‘Chutz-Pow!’ gives Holocaust heroes the ‘Superman’ treatment

‘Chutz-Pow!’ gives Holocaust heroes the ‘Superman’ treatment

Visitors can enjoy a glimpse of the heroes of ‘Chutz-Pow!’ at the Toonseum.
(Photo by Eva Lin)
Visitors can enjoy a glimpse of the heroes of ‘Chutz-Pow!’ at the Toonseum. (Photo by Eva Lin)

Spider-Man, Superman and Jewish survivors of the Holocaust really do have something in common.

“Chutz-Pow! Superheroes of the Holocaust,” a Pittsburgh-based publication, has turned the lives of Pittsburgh Holocaust survivors into cape-wearing Upstanders — a term for people who took positive action to stop hate crimes from happening and who risked their lives for the sake of humanity. The comic book’s launch party this past Thursday brought hundreds of people together to engage with the book’s creators at the Toonseum in downtown Pittsburgh.

The plan for a comic book was broken down into three parts.

>> First, The Holocaust Center of the Jewish Federation of Greater Pittsburgh would serve as a host to a multipanel art exhibit illustrating the lives of the Upstanders, a phase of the exhibit that also included engagement with this summer’s Three Rivers Arts Festival, where visitors to the “Chutz-Pow!” tent crafted their own superhero masks.

>> The team then decided to create an actual comic book to further tell the story of some of the Holocaust heroes displayed at the Center and Arts Festival.

>> Next, stage 3 will promote an ongoing educational component through the Holocaust Center, set to be utilized in middle schools and high schools as an aid in teaching about the Holocaust.

Its writer, Wayne Wise, jumped in feet first.

“I was contacted by Zach Zafris at the Holocaust Center last fall and asked to serve on the steering committee for this project,” Wise said of the November 2013 meeting. “At the time, I was brought in primarily as comic book historian, [as] many of the creators of the first comic books and characters in the 1930s and ’40s were Jewish.”

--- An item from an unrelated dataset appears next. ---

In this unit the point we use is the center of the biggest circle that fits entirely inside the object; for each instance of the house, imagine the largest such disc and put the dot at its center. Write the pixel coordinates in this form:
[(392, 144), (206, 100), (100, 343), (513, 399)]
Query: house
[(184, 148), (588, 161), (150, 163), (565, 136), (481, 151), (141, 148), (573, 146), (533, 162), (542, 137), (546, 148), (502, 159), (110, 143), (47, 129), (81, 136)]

He soon began writing a full-fledged comic book and called on area artists to bring his words to life.

Marcel Walker was brought in to illustrate a panel based on Malka and Moshe Baran’s lives. Malka, who lived in Squirrel Hill’s Maxon Towers until her death in 2007, was 15 years old when she and her mother were sent to live and work in a Nazi labor camp. Walker portrayed Malka in the same way she would have told her own story — as a humanitarian who seized the human goodness aspect of each situation in which she was placed.

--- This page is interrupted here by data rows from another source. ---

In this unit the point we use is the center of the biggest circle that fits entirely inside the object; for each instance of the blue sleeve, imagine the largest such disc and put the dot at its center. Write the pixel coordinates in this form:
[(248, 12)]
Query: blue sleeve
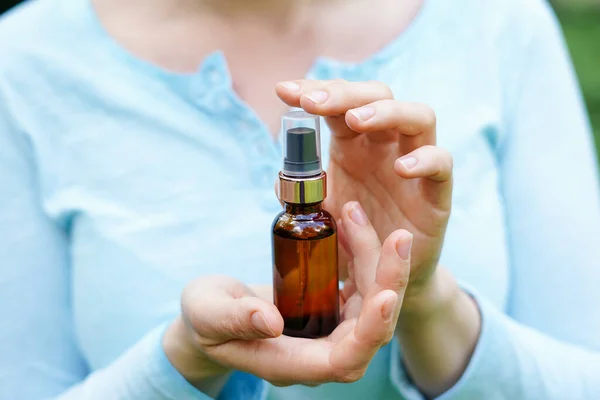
[(39, 357), (546, 345)]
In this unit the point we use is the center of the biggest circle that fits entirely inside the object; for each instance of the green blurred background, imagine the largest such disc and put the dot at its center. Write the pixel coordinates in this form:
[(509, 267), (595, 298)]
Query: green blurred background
[(581, 24)]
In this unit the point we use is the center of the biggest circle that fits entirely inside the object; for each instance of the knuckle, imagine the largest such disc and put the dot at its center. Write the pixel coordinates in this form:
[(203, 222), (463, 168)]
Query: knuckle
[(350, 376), (280, 383), (233, 325), (385, 90), (428, 115)]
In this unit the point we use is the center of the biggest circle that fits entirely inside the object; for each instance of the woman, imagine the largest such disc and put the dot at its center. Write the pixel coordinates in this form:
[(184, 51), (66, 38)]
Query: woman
[(136, 161)]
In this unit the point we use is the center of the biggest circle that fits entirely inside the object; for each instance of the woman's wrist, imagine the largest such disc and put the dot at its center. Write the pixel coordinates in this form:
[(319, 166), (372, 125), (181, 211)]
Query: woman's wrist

“I feel that Malka Baran’s story is the emotional epicenter of the “Chutz-Pow!” comic book,” Walker said. “There’s a panel I drew of her draping a blanket around a child … to imply a superhero and her cape.”

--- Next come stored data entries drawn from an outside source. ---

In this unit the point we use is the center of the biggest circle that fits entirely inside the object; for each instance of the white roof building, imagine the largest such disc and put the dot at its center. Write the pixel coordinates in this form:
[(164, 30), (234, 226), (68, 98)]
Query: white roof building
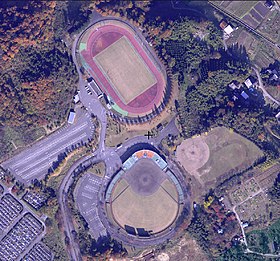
[(228, 30), (71, 117), (76, 98), (248, 83)]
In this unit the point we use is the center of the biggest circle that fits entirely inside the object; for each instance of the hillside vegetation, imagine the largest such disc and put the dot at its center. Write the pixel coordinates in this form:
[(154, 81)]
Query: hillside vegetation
[(37, 75)]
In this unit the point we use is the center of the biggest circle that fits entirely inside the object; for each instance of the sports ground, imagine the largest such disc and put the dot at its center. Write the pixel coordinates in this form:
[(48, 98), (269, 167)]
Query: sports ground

Walker takes the humanity angle very seriously.

“I am not Jewish, [so] while the stories depicted in “Chutz-Pow!” do not relate to me directly in a religious [or] cultural way, they do relate to me in a human way,” he said. “As a citizen of the world, it is important to embrace the messages of resilience, compassion and survival embodied in these stories. This is everyone’s collective history, and that is a takeaway for everyone: Do not let one’s story and one’s history disappear or be diminished.”

Christopher Moeller is an artist on the comic book team and is also not Jewish, but he vehemently supports empowering groups of people who need advocates, and he referred to one famous United States president as his inspiration in this regard.

“[Abraham Lincoln] is one of the most quotable of presidents,” said Moeller, who has been drawing for “Chutz-Pow!” since the beginning of the year. “Here’s one of my favorites: ‘As I would not be a slave, so I would not be a master,’ [which to me] expresses my idea of democracy; whatever differs from this, to the extent of the difference, is no democracy.”

“I was a history major in college so I was aware of not only the Holocaust but a lot of the history of the world,” said Wise, who is not Jewish. “In the course of researching these stories [for the comic book], I was drawn into the Jewish culture, [and] I felt it incumbent on me as the writer to try to fully understand the experience — not that anyone who didn’t live through it could ever fully understand it.”

The Upstanders bravery struck him.

“They represent the pinnacle of the human spirit, and I feel one of the main lessons of this project is exactly that,” Wise said. “Everyone can make the choice to stand up to injustice and evil; everyone can be a real-life hero.”

One such example is Fritz Ottenheimer, a real-life character in the comic book who told Wise his story as they sat together in Ottenheimer’s Pittsburgh home. His parents, Ottenheimer said, were the true heroes against the Nazis, as they helped to smuggle some 200 to 300 Jews from Germany into Switzerland when he was just a boy. That bravery was transferred to him, as he continues to tell his story through many outlets, including a book he wrote, “Escape and Return.”

“When you’re acting as a superman, you’re teaching your children to be supermen,” Ottenheimer said.